コンセプトワークは、未知の価値に迫ることであることだそうです。既知の価値は、時間や財力などを投下して、既存のものを上回るものを開発しなければならず、資本力のある企業のゲームになってしまう。そうではなくて、未知の価値を発見することで、世界を良い方向に変える最初の一歩を踏み出す。それがコンセプトを作るということだそうです。

これを聞いて、「ああ、学習や授業も学校も、勇気を出して、未知の価値を語ろうとしなければならないなあ」と思います。

指導案ベースの研究授業では、「子どもの学習が本時目標にどれほど到達できたか」が多く議論されているように思います。「研究テーマ」が設定されることも多いですが、研究テーマのコンセプトが全体に共有されていなかったり、研究テーマが表す価値基準で議論することを前提とするため、授業の中から新しい価値を見出すことへ時間が割かれなかったりします。

元々、そういう文化の中から、学習について議論することが多い学校の中で、「未知の価値」を発見しようとするコンセプトワークは、全くと言っていいほど行われてきませんでした。
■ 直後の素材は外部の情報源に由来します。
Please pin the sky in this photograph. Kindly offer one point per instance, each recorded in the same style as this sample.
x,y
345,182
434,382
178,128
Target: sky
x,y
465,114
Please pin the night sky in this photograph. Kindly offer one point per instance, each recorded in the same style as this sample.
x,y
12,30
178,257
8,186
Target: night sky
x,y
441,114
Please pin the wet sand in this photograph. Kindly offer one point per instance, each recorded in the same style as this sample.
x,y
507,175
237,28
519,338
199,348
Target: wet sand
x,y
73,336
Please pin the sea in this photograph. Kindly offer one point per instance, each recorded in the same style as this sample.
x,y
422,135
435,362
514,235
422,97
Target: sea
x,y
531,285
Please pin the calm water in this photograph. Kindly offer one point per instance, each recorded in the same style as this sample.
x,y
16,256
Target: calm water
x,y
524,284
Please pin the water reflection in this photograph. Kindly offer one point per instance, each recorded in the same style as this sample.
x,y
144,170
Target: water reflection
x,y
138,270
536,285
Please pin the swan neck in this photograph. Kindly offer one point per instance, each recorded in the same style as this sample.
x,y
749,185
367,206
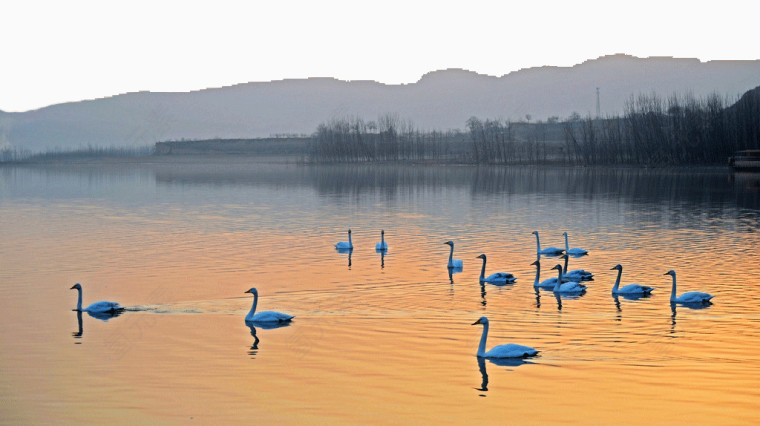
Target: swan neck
x,y
617,281
483,337
79,299
253,308
559,281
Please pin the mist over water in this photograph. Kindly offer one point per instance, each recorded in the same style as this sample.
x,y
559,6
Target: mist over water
x,y
377,337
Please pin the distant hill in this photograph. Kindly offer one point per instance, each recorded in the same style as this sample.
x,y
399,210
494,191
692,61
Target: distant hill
x,y
439,100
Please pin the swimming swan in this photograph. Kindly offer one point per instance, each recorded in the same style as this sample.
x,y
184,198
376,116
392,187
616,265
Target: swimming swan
x,y
510,350
548,250
567,287
574,251
97,307
266,316
630,288
382,245
690,297
575,274
343,245
548,283
453,263
495,278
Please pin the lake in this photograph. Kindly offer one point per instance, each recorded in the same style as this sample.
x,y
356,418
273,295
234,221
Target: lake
x,y
377,337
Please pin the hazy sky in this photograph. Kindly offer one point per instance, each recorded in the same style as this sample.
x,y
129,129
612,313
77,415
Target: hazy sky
x,y
60,51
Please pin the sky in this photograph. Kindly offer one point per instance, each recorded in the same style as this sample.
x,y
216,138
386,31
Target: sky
x,y
62,51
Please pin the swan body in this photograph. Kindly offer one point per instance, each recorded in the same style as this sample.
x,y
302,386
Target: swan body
x,y
547,250
630,288
496,278
344,245
695,297
574,251
453,263
265,316
382,245
576,274
548,284
567,287
510,350
97,307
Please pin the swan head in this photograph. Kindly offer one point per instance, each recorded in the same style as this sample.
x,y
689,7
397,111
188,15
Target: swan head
x,y
481,320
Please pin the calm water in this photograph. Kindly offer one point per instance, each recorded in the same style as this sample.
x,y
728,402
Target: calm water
x,y
376,339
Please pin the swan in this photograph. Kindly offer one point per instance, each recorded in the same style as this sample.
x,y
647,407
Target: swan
x,y
548,250
575,274
548,283
630,288
266,316
382,245
453,263
97,307
567,287
690,297
574,251
495,278
510,350
344,245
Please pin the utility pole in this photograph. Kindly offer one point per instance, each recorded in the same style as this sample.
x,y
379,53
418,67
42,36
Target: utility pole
x,y
598,109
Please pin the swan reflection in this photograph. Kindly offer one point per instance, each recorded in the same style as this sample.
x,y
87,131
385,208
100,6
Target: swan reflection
x,y
265,326
381,252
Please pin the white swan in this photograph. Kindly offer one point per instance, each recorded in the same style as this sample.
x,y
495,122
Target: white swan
x,y
690,297
548,283
382,245
343,245
97,307
265,316
575,274
567,287
495,278
574,251
630,288
453,263
510,350
548,250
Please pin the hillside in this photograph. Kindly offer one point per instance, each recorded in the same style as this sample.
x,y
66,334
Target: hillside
x,y
439,100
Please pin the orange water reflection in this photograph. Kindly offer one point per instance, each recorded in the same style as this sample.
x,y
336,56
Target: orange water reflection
x,y
388,338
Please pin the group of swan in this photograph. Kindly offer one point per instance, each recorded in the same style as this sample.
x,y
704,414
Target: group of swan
x,y
348,245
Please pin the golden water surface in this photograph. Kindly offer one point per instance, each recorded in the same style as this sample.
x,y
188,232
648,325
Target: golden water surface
x,y
377,338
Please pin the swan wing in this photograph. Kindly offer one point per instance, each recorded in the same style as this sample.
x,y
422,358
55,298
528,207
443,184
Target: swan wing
x,y
636,289
694,297
103,306
510,350
270,316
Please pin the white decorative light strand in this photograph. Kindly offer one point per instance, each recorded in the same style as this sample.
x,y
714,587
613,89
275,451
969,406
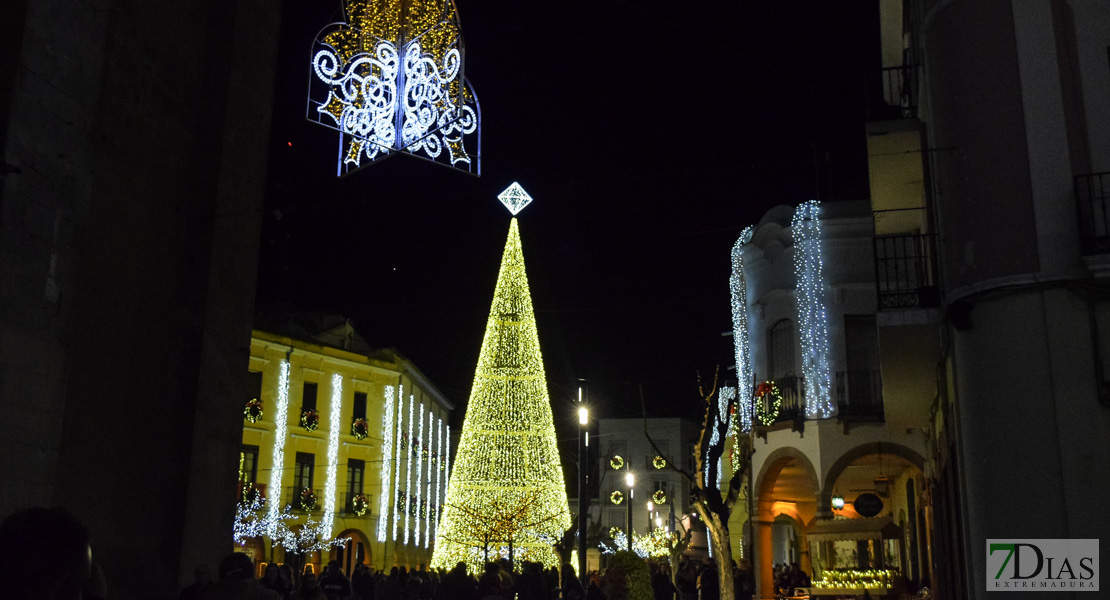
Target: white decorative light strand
x,y
417,451
439,471
744,376
808,266
426,457
333,451
386,495
281,416
397,509
409,467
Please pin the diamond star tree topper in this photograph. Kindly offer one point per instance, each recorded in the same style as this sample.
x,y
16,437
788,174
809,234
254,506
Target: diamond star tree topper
x,y
506,495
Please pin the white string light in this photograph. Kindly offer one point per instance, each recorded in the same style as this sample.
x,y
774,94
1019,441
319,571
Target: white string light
x,y
333,450
426,456
409,468
383,505
279,449
396,477
417,451
439,473
808,265
738,287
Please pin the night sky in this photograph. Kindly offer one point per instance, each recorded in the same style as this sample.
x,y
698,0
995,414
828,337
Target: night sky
x,y
649,133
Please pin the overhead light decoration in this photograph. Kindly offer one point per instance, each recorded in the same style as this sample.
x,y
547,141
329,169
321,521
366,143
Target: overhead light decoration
x,y
333,451
278,454
383,507
808,267
391,79
507,457
738,287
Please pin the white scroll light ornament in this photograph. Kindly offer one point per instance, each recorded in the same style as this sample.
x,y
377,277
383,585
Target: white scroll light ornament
x,y
403,93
競合他社がある一般企業では、独自性がないとお客さんに見てもらえないという厳しい現実がある一方で、学校は全国津々浦々、大体同じことをやっていることが存在意義であったためか、未知の価値をプレゼンテーションするのは、偉いところ(文部科学省や教育委員会)の仕事になってしまったように思います。学校によって子どもの実態は様々、その学校の中でも一人ひとりの実態は様々という中で、時折、上から降りてくる価値観は、ズレていたり、自分の学校には全く当てはならなかったりすることもありました。
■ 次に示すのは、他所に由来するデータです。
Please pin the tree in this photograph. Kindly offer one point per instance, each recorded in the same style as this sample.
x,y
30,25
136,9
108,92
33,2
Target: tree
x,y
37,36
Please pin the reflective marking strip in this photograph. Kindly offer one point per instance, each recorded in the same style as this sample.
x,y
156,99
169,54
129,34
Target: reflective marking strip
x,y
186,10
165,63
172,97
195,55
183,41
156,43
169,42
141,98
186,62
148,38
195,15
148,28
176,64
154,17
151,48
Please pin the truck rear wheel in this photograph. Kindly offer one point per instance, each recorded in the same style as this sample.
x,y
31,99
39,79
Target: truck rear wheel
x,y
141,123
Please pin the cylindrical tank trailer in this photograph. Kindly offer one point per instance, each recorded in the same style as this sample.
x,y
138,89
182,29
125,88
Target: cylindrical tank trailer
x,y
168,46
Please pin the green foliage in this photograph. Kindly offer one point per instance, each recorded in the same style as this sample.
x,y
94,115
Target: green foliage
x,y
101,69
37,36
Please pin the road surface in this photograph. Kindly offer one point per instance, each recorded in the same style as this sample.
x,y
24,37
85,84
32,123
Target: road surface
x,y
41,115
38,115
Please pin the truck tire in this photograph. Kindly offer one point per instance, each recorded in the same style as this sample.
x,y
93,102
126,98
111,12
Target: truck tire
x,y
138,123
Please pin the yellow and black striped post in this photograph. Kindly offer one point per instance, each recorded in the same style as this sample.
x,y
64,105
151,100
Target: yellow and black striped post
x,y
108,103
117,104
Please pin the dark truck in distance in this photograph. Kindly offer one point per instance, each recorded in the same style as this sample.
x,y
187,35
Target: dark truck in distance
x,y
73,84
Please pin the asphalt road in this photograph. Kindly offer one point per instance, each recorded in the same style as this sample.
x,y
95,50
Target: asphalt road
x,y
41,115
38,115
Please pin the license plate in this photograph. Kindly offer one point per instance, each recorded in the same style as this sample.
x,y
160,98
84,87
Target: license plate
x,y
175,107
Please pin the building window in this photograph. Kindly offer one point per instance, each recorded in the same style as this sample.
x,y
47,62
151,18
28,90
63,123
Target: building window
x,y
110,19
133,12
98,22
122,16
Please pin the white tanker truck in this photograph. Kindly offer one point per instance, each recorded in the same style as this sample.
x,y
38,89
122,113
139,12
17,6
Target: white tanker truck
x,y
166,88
おそらく、教育現場の中で、「未知の価値」をコンセプトとして具体化する仕事は、現場の仕事なのではないかと思います。教育委員会は、現場でどんなコンセプトワークが湧き上がっているのかをアセスメントして、あらゆるコンセプトを実現する働きかけをする場所なのかもしれません。多様性のあるクラスや学校を、根付かせていくこと。コンセプトを形作るのは、学校でなければなりません。

最後の最後の名言

世界を変えようとしているコンセプトワーカーには、世界に加えようとしている変化と同じだけの変化が、相応の抗力として加えられているのではないか? という仮説です。

『コンセプトのつくりかた』 P315

世界を変えようとする人には、その分、世界がその人を変えようとする抗力を受けるので、その人自身が変化していく存在になるということ。逆を言えば、「世界はそのままでいい」という人は、自分自身は変わらない。ベクトルを変えれば、自分自身を変えようとすれば、世界は自ずと変わっていくとも言えるかな。

変わるということは、決して良いことばかりではないです。知らなければよかったとか、始めなければよかったなんてことも、ありますよね。

でも、何かを変えたいと思う人の背中を、力強く後押ししてくれる言葉だと思いました。